If Esther spent 24 minutes in the car in the morning (=.4 hours) * 45 mph = 18. Likewise, if she spent 36 minutes in the car in the evening (=.6 hrs) * 30 mph = 18.

Of course, his question mark at the beginngin also gets him the Doing-Math-Like-a-Pussy award for not saying it with conviction.

SEANN VERDE, as usual, gets the award for the strangest answer:
Esther drove 18 miles to work in the morning. This is a simple Law of Averages problem. Explanation:
Esther is clearly in her eighties, as no one in their right mind in the latter three-quarters of the 20th century would name their child Esther.
Since old people always have to stay within a 19-mile radius of a hospital (unless she has HomeAlert(R), but since the problem doesn't mention it, we can assume she doesn't), and the average old person lives 2.5 miles from the nearest hospital, we can deduce that her workplace must be no more than 19 + 2.5 = 21.5 miles from her house, so a maximum total round trip of 43 miles.
Now, old people smell funny, but more relevantly, they have to "take care of their business" a lot.

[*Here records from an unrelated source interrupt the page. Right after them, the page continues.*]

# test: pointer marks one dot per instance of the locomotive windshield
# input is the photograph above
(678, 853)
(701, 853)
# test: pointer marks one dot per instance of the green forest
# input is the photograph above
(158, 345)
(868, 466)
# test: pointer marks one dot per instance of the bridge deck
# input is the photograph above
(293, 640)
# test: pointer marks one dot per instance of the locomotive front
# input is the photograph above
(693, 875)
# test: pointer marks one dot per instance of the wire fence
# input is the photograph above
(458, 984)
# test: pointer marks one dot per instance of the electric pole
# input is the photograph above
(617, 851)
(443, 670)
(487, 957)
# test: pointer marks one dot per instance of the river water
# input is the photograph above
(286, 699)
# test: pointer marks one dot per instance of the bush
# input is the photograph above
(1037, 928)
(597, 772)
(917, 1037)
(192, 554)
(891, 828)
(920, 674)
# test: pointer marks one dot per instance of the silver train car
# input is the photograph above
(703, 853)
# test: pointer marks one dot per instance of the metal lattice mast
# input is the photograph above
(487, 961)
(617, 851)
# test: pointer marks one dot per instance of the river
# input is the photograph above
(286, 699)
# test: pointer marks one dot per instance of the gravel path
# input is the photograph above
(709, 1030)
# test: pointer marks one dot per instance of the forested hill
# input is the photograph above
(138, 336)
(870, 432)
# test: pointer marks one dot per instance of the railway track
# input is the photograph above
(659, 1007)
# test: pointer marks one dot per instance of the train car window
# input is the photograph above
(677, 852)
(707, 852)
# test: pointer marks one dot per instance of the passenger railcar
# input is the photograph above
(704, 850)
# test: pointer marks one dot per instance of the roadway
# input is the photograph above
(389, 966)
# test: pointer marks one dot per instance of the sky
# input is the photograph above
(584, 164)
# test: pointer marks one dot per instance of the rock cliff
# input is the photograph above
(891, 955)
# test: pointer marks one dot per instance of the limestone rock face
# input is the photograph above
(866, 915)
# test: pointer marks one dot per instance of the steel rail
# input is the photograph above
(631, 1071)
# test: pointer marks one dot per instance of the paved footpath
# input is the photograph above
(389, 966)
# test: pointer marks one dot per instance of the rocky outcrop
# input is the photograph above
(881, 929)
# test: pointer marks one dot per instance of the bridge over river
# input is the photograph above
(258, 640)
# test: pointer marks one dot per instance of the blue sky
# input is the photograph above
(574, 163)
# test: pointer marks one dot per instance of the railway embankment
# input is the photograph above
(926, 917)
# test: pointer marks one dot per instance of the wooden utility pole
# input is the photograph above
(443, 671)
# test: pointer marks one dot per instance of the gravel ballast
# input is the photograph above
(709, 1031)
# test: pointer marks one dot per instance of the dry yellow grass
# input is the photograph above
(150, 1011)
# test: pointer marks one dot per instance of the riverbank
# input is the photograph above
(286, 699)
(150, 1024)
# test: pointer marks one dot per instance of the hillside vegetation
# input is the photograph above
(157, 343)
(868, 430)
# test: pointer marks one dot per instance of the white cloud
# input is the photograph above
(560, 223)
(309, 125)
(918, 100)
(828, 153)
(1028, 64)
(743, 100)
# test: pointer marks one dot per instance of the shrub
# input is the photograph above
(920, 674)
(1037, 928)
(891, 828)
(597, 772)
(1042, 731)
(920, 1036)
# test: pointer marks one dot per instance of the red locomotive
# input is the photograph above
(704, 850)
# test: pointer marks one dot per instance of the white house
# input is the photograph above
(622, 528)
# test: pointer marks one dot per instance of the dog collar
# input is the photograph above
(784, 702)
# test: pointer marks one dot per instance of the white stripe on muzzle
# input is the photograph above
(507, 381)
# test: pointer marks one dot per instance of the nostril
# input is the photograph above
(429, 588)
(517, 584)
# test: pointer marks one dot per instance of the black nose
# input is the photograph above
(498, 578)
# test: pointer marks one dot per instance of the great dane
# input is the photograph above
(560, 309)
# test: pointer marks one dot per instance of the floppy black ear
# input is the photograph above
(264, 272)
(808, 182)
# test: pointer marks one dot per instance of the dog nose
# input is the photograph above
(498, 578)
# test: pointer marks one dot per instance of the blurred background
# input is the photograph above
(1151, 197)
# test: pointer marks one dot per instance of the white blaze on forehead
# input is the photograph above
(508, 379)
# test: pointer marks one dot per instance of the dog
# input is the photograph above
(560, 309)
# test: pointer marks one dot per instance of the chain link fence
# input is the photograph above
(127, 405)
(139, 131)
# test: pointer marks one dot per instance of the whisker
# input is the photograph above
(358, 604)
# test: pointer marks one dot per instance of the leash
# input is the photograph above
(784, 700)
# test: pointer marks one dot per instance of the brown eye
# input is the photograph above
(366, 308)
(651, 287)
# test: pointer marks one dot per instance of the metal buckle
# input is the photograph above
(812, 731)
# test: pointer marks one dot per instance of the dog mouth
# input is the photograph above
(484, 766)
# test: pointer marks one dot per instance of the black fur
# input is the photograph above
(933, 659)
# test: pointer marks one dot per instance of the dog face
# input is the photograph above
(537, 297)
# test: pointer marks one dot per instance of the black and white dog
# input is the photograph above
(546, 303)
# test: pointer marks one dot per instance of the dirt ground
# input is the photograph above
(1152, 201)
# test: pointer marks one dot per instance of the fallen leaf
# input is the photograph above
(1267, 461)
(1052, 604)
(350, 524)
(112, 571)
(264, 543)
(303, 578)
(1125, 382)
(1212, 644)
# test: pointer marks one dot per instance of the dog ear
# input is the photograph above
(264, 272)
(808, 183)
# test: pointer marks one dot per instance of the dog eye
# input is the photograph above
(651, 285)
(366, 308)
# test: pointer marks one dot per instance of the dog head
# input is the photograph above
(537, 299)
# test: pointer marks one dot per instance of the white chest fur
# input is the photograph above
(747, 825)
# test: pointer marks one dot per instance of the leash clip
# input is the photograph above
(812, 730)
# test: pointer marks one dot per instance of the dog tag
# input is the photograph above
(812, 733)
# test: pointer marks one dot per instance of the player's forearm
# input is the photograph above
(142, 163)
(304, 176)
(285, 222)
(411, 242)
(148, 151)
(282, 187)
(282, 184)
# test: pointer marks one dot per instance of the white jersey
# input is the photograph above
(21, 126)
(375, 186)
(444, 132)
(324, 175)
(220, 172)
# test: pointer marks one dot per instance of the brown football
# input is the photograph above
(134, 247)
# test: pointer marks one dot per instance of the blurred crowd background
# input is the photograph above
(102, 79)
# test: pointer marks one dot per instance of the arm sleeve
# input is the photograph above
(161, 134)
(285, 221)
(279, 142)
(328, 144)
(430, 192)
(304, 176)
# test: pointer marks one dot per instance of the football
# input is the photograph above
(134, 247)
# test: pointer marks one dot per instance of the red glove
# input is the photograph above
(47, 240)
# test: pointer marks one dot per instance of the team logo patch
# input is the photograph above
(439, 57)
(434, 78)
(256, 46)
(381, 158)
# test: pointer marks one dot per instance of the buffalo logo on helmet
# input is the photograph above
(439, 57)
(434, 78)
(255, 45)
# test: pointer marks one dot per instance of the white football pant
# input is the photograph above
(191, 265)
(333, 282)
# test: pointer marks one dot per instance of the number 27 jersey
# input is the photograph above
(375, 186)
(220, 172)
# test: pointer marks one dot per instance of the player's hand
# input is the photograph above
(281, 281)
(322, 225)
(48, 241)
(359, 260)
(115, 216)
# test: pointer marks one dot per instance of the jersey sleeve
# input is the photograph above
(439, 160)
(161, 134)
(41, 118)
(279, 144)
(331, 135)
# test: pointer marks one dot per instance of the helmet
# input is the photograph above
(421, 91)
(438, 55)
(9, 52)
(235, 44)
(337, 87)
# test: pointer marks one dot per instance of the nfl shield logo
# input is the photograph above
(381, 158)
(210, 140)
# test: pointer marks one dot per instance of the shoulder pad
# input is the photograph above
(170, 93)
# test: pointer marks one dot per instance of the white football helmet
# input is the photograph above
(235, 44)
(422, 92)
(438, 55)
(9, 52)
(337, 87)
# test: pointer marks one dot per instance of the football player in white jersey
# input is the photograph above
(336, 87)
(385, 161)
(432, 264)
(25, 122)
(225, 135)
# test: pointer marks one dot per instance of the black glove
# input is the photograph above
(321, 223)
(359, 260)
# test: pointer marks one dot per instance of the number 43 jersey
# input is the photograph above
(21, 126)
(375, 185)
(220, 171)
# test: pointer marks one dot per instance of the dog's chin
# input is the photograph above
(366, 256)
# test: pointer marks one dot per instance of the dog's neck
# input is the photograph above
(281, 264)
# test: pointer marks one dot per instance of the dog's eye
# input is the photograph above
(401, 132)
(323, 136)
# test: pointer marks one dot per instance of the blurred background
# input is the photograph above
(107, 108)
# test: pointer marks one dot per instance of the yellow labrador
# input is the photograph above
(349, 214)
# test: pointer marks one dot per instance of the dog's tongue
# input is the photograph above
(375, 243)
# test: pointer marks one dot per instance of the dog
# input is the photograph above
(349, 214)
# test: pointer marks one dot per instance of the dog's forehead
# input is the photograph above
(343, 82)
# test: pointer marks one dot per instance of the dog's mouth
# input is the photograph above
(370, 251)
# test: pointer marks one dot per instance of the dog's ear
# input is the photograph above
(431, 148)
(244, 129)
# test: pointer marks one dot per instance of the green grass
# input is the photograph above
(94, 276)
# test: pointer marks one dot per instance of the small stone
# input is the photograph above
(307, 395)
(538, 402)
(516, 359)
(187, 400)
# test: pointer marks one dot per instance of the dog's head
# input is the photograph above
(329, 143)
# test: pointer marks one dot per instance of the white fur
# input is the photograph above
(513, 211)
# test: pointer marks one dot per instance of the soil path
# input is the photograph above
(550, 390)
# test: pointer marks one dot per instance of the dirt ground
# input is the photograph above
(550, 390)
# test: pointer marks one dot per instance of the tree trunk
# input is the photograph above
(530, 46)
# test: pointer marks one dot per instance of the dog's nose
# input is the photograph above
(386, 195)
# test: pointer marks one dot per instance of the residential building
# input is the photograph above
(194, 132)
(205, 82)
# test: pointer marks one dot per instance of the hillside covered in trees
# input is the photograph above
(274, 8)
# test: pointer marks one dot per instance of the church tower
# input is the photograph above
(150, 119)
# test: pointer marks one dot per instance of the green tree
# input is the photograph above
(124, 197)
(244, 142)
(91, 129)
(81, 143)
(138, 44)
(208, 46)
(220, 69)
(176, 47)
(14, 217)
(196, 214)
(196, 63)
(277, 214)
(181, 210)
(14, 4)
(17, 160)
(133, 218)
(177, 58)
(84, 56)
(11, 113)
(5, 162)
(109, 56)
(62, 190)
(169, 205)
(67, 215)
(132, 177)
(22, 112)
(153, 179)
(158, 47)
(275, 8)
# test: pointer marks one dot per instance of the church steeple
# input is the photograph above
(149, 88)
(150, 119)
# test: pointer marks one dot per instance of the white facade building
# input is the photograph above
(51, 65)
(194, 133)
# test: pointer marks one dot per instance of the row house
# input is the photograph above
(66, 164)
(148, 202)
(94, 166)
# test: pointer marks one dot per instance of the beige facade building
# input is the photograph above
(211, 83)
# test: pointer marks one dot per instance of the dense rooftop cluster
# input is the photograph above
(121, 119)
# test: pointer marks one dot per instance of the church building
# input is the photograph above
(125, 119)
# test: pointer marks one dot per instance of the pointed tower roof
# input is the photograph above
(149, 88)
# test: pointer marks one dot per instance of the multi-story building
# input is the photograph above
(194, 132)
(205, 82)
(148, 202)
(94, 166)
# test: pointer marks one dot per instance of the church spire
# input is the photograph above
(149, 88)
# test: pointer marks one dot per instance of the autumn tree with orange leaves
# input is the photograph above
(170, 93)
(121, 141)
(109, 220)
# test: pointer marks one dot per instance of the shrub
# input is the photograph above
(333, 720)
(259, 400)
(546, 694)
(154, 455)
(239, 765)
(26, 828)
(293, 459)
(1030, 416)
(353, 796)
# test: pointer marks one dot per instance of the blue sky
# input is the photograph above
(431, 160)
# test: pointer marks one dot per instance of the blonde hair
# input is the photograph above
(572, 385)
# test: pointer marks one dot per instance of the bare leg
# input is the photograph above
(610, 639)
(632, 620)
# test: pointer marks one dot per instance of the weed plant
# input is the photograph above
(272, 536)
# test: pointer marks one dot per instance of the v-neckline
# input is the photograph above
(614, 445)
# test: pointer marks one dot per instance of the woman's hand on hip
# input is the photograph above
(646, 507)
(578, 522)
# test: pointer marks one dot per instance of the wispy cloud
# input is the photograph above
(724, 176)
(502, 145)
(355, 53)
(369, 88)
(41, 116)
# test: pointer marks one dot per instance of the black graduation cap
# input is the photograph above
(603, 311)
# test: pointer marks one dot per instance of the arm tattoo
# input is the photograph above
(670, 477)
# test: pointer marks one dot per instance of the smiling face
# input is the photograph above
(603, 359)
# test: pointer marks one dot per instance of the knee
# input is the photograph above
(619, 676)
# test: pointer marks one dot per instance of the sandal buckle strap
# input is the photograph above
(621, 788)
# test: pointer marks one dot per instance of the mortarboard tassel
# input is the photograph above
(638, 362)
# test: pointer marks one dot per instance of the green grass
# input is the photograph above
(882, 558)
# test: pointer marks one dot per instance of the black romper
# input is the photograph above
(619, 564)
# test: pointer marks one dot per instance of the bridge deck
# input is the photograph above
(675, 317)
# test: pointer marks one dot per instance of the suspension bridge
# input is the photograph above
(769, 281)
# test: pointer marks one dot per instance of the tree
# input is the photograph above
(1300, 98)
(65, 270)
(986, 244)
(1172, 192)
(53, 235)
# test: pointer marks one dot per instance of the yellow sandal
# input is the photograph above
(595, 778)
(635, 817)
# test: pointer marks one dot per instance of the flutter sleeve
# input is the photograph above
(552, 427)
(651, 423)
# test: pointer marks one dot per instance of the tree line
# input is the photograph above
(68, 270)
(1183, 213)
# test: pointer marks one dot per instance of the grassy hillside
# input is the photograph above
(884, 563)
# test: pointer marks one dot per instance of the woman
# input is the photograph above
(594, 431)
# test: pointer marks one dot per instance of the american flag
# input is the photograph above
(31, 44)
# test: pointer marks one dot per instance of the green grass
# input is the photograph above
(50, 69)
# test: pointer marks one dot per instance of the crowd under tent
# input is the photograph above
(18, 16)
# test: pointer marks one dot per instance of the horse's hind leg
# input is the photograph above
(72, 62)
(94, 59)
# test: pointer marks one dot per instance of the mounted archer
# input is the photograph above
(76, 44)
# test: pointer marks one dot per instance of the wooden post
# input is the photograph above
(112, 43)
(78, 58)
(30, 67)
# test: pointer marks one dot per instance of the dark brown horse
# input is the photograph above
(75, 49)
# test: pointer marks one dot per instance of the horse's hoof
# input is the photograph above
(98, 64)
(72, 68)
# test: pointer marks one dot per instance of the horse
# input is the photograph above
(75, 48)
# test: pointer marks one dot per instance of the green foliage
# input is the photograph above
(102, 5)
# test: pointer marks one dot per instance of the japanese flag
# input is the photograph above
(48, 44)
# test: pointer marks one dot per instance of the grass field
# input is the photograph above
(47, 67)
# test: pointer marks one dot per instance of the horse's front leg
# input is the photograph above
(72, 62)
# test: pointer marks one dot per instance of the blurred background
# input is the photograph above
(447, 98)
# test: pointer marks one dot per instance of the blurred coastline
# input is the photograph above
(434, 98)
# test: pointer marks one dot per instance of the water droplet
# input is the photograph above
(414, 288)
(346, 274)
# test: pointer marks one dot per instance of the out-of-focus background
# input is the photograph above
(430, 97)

Using the Law of Grannies, we find (60, baseage) + (20, number of years above 60)* (1, number of hours) / (40, Foley's Constant) = 2 bathroom stops during the trip.
Since Esther managed to maintain an average speed of at least 30mph, and she must have stopped to use the bathroom at least twice, her actual velocity was as follows:
((60min, total trip time) - ((20min stop)*2)) = 20min, actual travel time (2*30*45)/(30+45)) = 36mph, observed average mph [HINT]
So she would have had to travel three times as fast as 36, giving us 108 mph.
Converting to furlongs, we have 864 furlongs/hour, which is pretty fast.
Slow down Esther. And remember, seatbelts save lives!!
All right, we're almost done. Eight Hundred Sixty Four furlongs/hour actual speed. Forty Three maximum miles. One Granny. You do the math.
Or I will. 864/ (2, average number of dead children at age eighty) = 432. 432/43 ~ 10 max furlong/mile-hours. Factoring out furlongs and hours, taking into account the Muumuu-Drag-Effect, and remembering the age at which we are allowed to vote, we get 18, also the age at which U.S. house representatives are no longer sexually interested in you.
Esther drives 18 miles. Each way. Every day. Two of her children are dead. And she has to use the bathroom twice an hour. Someone should do Esther a favor.

Did we really expect less from Verde?